My comments, however, were directly opposite of this, and I think the Information Systems Selection and Acquisition Agency did an outstanding job in evaluating and awarding a very complex and detailed contract.

The nature of the procurement forced it to be larger than many others due to the complexity and definite requirements relating to the establishment and maintenance of a major computer facility. The proposal contained many details normally not required because specific hardware must be defined for four different functional areas. There was also a requirement to provide a near-term solution, followed by a solution three times as powerful a year later and then another solution three and a third times as powerful again two years after that. The program included programming environment and training, support infrastructure, site preparation, systems installation and testing, and hardware and software maintenance.
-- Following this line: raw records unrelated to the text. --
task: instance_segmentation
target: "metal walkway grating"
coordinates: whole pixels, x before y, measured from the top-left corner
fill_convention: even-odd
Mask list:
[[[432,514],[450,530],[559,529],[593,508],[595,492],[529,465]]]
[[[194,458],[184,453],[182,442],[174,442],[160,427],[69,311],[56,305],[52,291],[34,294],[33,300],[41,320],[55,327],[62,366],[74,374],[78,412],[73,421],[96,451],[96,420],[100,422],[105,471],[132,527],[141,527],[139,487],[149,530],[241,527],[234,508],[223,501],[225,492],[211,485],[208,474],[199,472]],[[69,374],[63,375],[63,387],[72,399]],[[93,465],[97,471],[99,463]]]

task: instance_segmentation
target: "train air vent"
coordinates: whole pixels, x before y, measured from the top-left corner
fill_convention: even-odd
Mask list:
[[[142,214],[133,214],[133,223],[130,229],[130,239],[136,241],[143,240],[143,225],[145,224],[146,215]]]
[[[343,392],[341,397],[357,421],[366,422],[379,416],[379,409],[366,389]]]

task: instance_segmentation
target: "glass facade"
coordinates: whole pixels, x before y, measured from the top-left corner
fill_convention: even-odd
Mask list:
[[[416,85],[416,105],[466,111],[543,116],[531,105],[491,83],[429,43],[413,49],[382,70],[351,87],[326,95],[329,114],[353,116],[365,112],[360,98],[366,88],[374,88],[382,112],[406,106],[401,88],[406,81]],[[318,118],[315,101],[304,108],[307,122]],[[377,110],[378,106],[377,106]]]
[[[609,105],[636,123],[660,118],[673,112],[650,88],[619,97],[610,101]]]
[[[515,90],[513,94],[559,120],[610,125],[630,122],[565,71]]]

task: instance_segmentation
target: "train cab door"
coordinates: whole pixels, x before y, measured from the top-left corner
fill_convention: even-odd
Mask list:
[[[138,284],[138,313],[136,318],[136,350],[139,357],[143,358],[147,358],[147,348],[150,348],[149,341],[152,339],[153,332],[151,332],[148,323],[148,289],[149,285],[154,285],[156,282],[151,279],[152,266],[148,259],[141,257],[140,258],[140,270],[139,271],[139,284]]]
I think the government did an excellent job in this procurement, and I would recommend that the same process and procurement procedures be used on all integration contracts.

The government personnel associated with this procurement made significant sacrifices to serve their country, including many hours of uncompensated overtime and long separations from families. If you have an opportunity to give credit to these people, I would be deeply appreciative.

Michael Solley

Corporate Vice President for Computer Systems

Nichols Research Corp.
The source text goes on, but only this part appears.